Why even build a computer in the first place if this is it? There are: used complete systems with Intel Core i7-2600 and Xeon E3-1245 readily avaialble for 200-250 USD, new complete systems with Intel Core i5-6400 frequently on sale for 400 USD, and laptops with Intel Core i5-7200U ranging from 350-500 USD.

  • 28 months ago
  • 2 points

The purpose of this build is not to use the most up-to-date hardware, nor for it to be the smallest. Grandmother dearest required little more than a low-end PC, but still better than the Opteron (I'll fix that later) she had by a mile. That, and we had a budget of less than $300 USD, so going overboard was a no-go.

I've looked at the Celeron G1840 so many times and came to the same conclusion that unless I bought a higher-chipset Motherboard, the whole thing would be a waste of my time.
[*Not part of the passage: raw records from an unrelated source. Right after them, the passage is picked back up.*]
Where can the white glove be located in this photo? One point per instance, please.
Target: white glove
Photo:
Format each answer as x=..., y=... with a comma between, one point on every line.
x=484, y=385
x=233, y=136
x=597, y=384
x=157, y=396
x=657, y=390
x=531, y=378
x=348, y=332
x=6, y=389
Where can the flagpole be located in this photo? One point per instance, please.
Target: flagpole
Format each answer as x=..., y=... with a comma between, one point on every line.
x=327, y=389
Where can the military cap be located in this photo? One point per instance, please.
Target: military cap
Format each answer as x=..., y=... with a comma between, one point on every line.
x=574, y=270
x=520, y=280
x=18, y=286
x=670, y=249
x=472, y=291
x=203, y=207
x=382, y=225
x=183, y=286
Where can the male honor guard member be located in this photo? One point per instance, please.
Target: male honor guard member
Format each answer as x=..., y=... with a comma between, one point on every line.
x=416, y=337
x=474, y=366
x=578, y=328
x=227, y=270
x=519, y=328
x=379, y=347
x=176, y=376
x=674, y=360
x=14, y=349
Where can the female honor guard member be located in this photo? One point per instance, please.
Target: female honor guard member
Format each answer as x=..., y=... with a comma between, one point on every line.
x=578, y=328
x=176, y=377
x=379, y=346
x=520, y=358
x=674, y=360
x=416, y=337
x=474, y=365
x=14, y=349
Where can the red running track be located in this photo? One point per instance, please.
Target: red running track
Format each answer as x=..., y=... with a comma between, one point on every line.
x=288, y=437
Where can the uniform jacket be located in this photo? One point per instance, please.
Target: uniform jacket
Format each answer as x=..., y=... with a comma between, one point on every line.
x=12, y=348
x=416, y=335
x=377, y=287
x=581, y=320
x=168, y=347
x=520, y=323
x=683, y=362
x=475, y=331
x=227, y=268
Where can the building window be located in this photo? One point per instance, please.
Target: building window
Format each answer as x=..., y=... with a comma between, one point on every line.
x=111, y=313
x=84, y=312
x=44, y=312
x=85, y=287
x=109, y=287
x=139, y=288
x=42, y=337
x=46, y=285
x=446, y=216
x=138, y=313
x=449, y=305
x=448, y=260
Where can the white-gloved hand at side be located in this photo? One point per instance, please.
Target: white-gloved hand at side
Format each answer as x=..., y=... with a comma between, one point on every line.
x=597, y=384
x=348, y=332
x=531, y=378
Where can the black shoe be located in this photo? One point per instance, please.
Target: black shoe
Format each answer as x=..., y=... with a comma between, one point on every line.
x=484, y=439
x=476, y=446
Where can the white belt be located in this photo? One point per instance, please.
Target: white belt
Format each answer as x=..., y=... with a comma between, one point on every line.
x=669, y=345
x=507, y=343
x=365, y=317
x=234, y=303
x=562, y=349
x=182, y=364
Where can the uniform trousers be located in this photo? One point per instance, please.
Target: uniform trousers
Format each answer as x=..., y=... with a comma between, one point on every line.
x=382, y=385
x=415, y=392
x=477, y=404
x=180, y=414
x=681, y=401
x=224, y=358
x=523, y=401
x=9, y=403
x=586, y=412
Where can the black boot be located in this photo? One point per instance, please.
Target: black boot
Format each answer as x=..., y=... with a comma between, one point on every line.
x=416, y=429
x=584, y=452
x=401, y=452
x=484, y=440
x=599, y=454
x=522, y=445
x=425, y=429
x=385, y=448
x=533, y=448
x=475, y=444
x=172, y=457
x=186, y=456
The G1840 is a Haswell Refresh CPU, and the H81 Chipset needs a BIOS update to work right. I ran my research and wasn't paying an extra $20+ for a newer H91 chipset if there was no purpose for it. Check the Compatibility Settings.

As far as your suggestion of an ASRock DeskMini, I thank you for the suggestion, but when counting the price tags, even if I did skip out on the Motherboard, Chassis, and PSU, I would still need to purchase a CD/DVD unit (Grandmother is old-school) for USB, and somewhere along the lines I would have roughly the same price tag. Besides, overall weight and size wasn't an issue. The purpose outweighed the form factor here.

And no. Used and Refurbished PCs aren't my strong suit, and I'd rather have the experience of doing it myself - isn't that what this site is about, in a way? And again, no need for anything super powerful.

Thanks for the suggestions, but I spent two sleepless nights of research and I do this as a job. I do what I do because I spent so much time fact-checking and making sure 1 and 1 add up.

  • 28 months ago
  • -2 points

MSI H81M Eco supports Intel Haswell Refresh. Haswell Refresh has been released so long ago that there is an excellent chance that motherboards come with updated BIOS. All you got to do is contact retailer support.

This website is about computer building, but building a complete system with parts at full prices does not suit all situations.

  • 28 months ago
  • 2 points

I do not remember the OP stating anywhere what he paid for all the parts. And just because a PC does not suit YOUR situation, does not mean it shouldn't be built. Get off your high horse and go somewhere besides the OP's build page.

  • 28 months ago
  • -1 points

Sorry if you don't want to tolerate my negativity. Since when did I mention my situation?